De retour en France, il prit des responsabilités comme collaborateur de la CGT au département international en charge du secteur Europe, puis devint secrétaire du comité CGT-CGIL. Il agissait principalement à Bruxelles en compagnie d’un ancien secrétaire général de la CGIL, Scalia, l’objectif étant de coordonner et d’organiser des contacts entre les différents syndicats européens. C’est ainsi que fut ouvert un bureau d’information à Bruxelles, organisé en 1967 à Grenoble un colloque sur les conséquences de l’automatisation, en 1968 à Strasbourg un colloque sur l’emploi, ouvert largement au-delà des syndicats affiliés à la FSM.
À sa demande, en décembre 1970, il quitta ses responsabilités au niveau national, pour se retirer à Concarneau (Finistère), où il continua à militer à la CGT et au Parti communiste. Adhérent du PCF au moment de son arrivée au dépôt de Versailles au début de 1938, il était devenu membre suppléant du comité central au congrès de juin 1947, fut reconduit au congrès de 1949 et l’avait quitté à celui d’avril 1950.
Militant typique issu de la lutte contre l’occupant, Robert Hernio était rigoureux, ouvert sur l’avenir, ce dont il témoigna en sachant se retirer le moment venu et en faisant confiance à de jeunes militants.
Décoré chevalier de la Légion d’honneur, il s’était marié le 1er juillet 1933. Sa femme, couturière devenue manutentionnaire au dépôt Prisunic, était toujours présente à ses côtés et fut elle-même une résistante. Ils n’eurent pas d’enfant.

ŒUVRE : Avant que les cloches sonnent..., préf. de Bernard Thibault, postf. de Georges Séguy, Fédération CGT des cheminots, 2000, 284 p.
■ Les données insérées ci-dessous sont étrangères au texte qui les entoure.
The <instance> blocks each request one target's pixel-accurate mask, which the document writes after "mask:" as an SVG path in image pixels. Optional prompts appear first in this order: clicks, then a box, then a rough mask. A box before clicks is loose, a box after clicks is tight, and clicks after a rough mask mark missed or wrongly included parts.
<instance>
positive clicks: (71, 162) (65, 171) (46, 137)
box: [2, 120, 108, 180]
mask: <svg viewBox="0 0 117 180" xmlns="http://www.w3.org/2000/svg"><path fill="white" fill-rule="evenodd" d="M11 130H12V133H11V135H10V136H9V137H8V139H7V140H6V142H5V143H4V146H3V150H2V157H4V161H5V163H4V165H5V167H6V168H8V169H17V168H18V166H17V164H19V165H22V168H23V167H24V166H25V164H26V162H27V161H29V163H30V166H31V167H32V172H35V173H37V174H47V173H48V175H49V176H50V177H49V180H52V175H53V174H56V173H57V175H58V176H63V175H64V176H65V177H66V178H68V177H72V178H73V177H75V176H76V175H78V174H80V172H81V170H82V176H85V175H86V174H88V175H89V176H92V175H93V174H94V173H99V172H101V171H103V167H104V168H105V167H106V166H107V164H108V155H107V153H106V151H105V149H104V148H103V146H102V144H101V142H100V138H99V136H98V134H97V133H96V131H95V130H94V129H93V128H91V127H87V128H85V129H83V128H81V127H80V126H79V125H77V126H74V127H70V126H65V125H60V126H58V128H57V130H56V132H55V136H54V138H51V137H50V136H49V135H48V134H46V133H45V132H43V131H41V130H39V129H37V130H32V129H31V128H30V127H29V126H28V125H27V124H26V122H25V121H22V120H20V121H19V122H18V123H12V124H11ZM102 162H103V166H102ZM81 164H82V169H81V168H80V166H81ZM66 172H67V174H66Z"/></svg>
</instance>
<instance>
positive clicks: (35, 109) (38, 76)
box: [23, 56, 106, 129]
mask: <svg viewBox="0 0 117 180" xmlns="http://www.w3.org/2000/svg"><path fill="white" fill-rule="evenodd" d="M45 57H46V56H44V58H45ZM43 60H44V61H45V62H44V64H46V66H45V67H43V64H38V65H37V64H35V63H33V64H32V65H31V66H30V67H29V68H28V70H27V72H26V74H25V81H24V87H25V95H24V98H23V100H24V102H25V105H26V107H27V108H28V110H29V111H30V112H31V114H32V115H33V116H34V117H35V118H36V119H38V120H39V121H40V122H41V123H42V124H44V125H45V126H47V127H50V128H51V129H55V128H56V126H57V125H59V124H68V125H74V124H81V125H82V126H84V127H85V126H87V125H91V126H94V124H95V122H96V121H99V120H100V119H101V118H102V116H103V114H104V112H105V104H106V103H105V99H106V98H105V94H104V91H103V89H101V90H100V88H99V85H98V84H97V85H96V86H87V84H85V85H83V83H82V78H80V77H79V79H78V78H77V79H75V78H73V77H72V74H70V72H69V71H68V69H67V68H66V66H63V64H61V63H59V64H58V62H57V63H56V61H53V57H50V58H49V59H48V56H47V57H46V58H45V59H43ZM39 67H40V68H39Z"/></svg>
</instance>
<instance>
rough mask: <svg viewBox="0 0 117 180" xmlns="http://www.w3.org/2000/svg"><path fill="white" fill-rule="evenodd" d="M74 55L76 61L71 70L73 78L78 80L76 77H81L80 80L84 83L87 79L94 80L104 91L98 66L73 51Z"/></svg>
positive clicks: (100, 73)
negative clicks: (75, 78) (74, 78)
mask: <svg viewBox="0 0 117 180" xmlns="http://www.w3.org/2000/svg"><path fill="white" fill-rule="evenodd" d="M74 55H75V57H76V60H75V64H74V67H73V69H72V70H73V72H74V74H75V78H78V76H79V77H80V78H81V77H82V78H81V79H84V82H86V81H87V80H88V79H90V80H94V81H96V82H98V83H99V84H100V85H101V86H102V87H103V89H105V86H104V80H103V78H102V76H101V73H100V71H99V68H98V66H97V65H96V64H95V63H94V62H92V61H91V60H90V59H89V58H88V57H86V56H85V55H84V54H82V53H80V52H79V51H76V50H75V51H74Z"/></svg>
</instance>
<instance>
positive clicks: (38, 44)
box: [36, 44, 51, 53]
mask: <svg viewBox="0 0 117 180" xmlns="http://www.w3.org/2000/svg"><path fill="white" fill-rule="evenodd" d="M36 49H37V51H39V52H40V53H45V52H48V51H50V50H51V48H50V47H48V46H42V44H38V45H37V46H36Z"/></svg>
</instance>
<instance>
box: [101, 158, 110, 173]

SOURCES : Arch. Fédération CGT des cheminots. — La Tribune des cheminots. — Comptes rendus des congrès fédéraux. — Maurice Choury, Les Cheminots dans la Baille du Rail, Paris, Perrin, 1970, p. 44-46. — Jean-Marie Castel, Raymond Juret, Les Villeneuvois et les Villeneuvoises sous l’occupation 1940-1944, Desbouis Grésil-Imprimeur, p. 223. — Pierre Vincent, « La place des dirigeants cheminots dans la confédération, de ses origines à nos jours », Les cahiers de l’institut, n° 2. — Georges Ribeill, « Autour des grèves de 1947, les scissions de l’après-guerre au sein de la Fédération CGT (CAS, FO, FAC, FgMC) », Revue d’histoire des chemins de fer, n° 3, Mouvement social et syndicalisme cheminot, automne 1990, p. 95-113. — Notes de Jean-Pierre Bonnet et de Georges Ribeill. — Témoignages enregistrés de Robert Hernio.